Mohamed Boussaïd, ministre de l'Economie et des Finances.
Mohamed Boussaïd, ministre de l'Economie et des finances. Crédit : Rachid Tniouni

C’est au parlement que l’affaire a commencé. En cause, un amendement introduit par les députés de la majorité, visant à intégrer les Comptes Spéciaux du Trésor (CST) au budget général de l’Etat, et donc soumettre ces fonds au contrôle du parlement, alors qu’ils transitent actuellement en dehors de tout contrôle législatif, et se caractérisent par une opacité totale quant à leur utilisation. Problème : Mohamed Boussaid, ministre des finances, et le gouvernement s’opposent à cet amendement, résultant sur un report du vote de la loi organique de finances.

Lors d’une réunion du secrétariat général du PJD, le samedi 28 juin, le parti a tenu à signaler que le report « répétitif » du vote concernant le projet de loi de finances « était dû à des pressions extérieurs exercées pour empêcher le parlement de discuter des comptes spéciaux ». Questionné par TelQuel à propos de la position officielle du groupe parlementaire du PJD, Abdellah Bouanou a déclaré qu’ils allaient garder leur position et maintenir l’amendement, tout en ajoutant qu’ils allaient également « prendre en compte les amendements du gouvernement ».

A quoi servent les comptes spéciaux ?

Au nombre de 79, ces comptes sont affectées aux ministères et contribuent au financement de certaines opérations particulières, par exemple les projets de développement, des fonds de solidarité, ou encore de prêts à destination d’entreprises investissant dans le logement social, tel Al Omrane, qui a perçu un prêt pour financer son programme d’éradication des bidonvilles.

En réalité, ces comptes spéciaux sont prévus par la loi de finances, mais ne font pas partie du budget général de l’Etat, et ne sont donc pas soumis aux règles de la comptabilité publique.
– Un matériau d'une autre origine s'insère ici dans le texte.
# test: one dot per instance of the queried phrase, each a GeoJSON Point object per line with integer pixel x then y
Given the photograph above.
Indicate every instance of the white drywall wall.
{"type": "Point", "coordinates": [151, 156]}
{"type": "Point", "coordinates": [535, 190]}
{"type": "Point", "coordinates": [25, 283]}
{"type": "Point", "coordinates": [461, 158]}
Les CST se déclinent en six catégories, dont la plus importante –et la plus problématique- est la catégorie des Comptes d’affectation spéciale. Le ministère des finances gère une grande partie de ces comptes spéciaux, dont 14 Comptes d’affectation spéciale.
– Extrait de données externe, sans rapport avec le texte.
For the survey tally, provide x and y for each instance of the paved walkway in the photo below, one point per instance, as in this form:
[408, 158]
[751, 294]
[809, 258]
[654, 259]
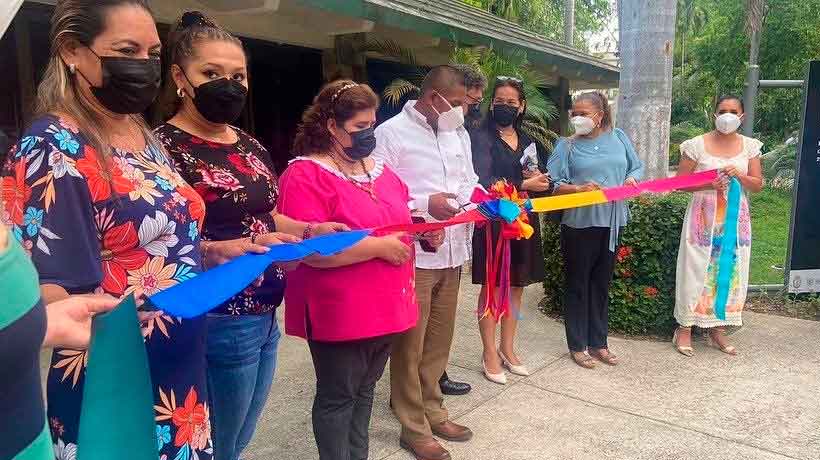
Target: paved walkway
[763, 404]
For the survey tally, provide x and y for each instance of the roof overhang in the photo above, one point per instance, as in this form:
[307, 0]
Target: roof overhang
[428, 27]
[456, 21]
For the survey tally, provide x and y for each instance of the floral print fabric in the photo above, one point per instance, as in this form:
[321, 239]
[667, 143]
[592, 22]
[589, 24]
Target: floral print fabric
[701, 239]
[240, 191]
[126, 224]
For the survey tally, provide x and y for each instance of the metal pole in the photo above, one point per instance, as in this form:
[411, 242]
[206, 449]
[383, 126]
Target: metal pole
[569, 22]
[752, 82]
[781, 83]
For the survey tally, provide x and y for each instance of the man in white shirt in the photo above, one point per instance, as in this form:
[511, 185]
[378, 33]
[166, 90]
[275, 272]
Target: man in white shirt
[428, 147]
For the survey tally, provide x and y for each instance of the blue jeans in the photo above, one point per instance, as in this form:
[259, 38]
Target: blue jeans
[241, 363]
Les primes aux fonctionnaires ne sont pas contrôlées

Problème : aucun contrôle parlementaire n’est exercé sur l’utilisation de ces comptes qui servent à distribuer des primes aux cadres du ministère des finances.  La distribution de ces primes se faisant en vertu de décisions discrétionnaires et non publiées. Dernière affaire en date, le scandale des primes échangées entre Salaheddine Mezouar, ancien ministre des finances, et Noureddine Bensouda, actuel directeur de la Trésorerie générale du royaume.

Bien au-delà du problème posé par l’attribution de ces primes – qui existe depuis un décret résidentiel de 1949 – c’est l’absence de contrôle du parlement qui pose problème. Ainsi, l’affectation des fonds n’est pas connue, étant du ressort du département ministériel dont ils dépendent, et sont soumis à son unique arbitrage. Ni le parlement ni le Chef du Gouvernement n’ont leur mot à dire sur l’usage de ces fonds.
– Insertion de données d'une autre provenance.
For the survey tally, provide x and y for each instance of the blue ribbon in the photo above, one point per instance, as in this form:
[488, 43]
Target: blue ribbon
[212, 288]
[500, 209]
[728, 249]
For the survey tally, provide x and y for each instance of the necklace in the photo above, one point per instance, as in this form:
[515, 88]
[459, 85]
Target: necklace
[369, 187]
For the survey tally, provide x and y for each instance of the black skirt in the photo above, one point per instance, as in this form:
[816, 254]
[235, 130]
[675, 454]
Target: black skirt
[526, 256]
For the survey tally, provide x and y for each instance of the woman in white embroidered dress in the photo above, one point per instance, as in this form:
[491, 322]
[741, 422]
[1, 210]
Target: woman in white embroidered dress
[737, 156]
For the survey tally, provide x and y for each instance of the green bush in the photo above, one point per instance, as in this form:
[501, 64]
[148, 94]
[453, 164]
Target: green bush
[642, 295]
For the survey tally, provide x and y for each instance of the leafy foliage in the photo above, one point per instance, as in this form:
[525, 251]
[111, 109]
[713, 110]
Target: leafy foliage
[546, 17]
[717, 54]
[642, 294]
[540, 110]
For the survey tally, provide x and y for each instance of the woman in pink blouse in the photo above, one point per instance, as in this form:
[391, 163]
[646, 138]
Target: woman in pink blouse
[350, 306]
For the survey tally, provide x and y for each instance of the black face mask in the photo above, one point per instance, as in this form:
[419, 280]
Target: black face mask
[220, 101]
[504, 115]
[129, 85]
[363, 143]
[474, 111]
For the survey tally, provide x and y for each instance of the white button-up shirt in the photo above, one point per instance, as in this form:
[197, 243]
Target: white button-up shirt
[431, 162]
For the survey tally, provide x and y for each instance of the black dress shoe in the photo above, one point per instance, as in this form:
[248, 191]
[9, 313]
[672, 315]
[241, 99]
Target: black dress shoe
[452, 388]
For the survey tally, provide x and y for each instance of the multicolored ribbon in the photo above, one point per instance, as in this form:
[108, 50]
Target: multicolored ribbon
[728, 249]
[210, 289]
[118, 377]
C’est là le sens de l’amendement déposé par les députés du PJD, qui souhaitent voir ces fonds rentrer dans le giron du contrôle parlementaire, afin de garantir une utilisation plus rationnelle et transparente de comptes spéciaux du trésor, qui représentent plus de 100 milliards de dirhams, et qualifié de phénomène de débudgétisation en contradiction avec les règles de la bonne gouvernance et de la gestion efficiente des deniers publics.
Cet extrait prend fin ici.